Dawisha's ludicrous argument is that cancerous Russian corruption and lawlessness is sullying pristine Western institutions and norms. One wonders if Dawisha ever takes the time to read the business page where she could learn about Goldman Sachs corrupting the New York Fed or the LIBOR currency-rigging scheme perpetrated by big Western banks. Dawisha is a joke.

Just to gain a little perspective on future national economic growth, take a look at Jonathan Weisman's "Uncertainty in Washington Poses Long List of Economic Perils":
WASHINGTON — As House Republicans mull another round of fiscal brinkmanship with President Obama, a dark cloud is threatening to return to otherwise clearing economic skies: fiscal and political uncertainty. 
Republican leaders moved Tuesday to finesse their way around another government shutdown next week, but the fiscal gantlet extends well beyond Dec. 11, when the current stopgap spending law that funds much of the federal government expires. 
Absent congressional action, a host of business and personal tax breaks expires on Jan. 1. The government’s borrowing limit is reinstated on March 16, although the government might not actually hit the ceiling until August. 
On March 28, unless lawmakers act, physician reimbursements from Medicare drop off a cliff. On May 31, the highway trust fund runs out of money. In June, the Export-Import Bank, which helps finance overseas purchases of American exports, might shut in the face of conservative opposition to its mission. Then on Sept. 30, the entire Children’s Health Insurance Program faces its expiration. A few days later, across-the-board spending cuts loom once again.

“I see a lot of potential for Republicans to use all these fiscal speed bumps as leverage points,” said Joel Prakken, a co-founder of Macroeconomic Advisers, a forecasting firm that calculated that previous fiscal fights, combined with tighter budgets, shaved as much as 1 percentage point off economic growth, a big sum considering that growth has averaged an annual rate of 2.15 percent since Republicans took control of the House in 2011.
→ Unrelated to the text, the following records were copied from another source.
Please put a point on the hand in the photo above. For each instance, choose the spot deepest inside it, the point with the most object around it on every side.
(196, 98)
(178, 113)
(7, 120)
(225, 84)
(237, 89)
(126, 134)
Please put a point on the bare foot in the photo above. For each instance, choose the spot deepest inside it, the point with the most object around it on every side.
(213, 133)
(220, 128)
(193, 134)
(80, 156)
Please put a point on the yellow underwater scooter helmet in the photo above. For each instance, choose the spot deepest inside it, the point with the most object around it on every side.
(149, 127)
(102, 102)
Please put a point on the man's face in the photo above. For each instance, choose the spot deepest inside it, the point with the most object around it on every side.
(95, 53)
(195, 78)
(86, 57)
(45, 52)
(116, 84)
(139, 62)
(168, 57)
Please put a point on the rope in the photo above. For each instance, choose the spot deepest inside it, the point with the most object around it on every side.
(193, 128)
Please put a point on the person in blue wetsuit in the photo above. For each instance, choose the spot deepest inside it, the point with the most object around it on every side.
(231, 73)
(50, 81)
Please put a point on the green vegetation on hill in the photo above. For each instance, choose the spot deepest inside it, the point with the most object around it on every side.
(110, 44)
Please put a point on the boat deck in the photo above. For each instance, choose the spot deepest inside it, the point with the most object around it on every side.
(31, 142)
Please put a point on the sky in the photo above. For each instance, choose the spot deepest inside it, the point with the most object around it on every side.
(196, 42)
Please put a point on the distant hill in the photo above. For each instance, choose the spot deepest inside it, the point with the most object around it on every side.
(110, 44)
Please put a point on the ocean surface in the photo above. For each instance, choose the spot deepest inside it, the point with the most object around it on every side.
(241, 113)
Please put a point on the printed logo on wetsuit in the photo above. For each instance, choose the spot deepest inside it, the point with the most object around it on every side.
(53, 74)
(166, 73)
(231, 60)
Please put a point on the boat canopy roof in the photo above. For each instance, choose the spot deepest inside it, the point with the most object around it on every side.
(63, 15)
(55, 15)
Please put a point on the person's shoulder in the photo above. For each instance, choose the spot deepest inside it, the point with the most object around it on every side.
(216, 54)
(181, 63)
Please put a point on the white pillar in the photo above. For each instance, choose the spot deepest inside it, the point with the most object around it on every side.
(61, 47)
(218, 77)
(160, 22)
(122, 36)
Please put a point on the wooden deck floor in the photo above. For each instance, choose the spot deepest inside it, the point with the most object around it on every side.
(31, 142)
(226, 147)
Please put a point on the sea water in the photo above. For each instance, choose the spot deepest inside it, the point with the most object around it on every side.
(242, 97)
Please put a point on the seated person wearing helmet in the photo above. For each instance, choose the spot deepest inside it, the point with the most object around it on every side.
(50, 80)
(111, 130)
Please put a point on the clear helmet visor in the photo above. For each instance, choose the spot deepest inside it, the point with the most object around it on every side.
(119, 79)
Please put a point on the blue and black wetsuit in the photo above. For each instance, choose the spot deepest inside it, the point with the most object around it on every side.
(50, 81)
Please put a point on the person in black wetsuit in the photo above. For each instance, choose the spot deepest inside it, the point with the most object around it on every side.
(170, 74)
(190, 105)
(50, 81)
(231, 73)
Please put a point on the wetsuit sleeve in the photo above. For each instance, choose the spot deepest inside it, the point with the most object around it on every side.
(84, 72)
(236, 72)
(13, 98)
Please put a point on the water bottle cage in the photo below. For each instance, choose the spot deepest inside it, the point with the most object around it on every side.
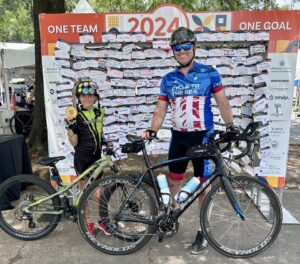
(163, 193)
(180, 192)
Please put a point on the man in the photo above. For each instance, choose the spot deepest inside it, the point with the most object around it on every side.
(188, 89)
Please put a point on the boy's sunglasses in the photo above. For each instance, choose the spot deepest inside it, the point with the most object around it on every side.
(185, 47)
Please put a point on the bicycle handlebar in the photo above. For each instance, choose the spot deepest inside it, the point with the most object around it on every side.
(249, 135)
House Speaker John Boehner has shown very little acumen for keeping his caucus in line. More brinkmanship lies ahead:
Congressional leaders moved to clear up some uncertainty Tuesday, but in so doing, they may merely create more. House Republican leaders would like to pass a measure funding the government through Sept. 30, but keeping the Homeland Security office open only for short bursts to pressure the president over his executive action deferring deportation of illegal immigrants. 
Most House Republicans appeared ready to go along with this half measure, but conservative groups opposed the strategy as not confrontational enough on issues like the Environmental Protection Agency’s climate change regulations or the Department of Housing and Urban Development’s antidiscrimination efforts. Anti-immigration conservatives made it clear they would keep opposing the undocumented-worker executive order.
“This is the time to fight, this is the ground to fight on, and I’m a little bit amazed that that isn’t more clear to more people,” declared Representative Steve King, Republican of Iowa.
There is a chance that it is the United States economy that will be in recession next year.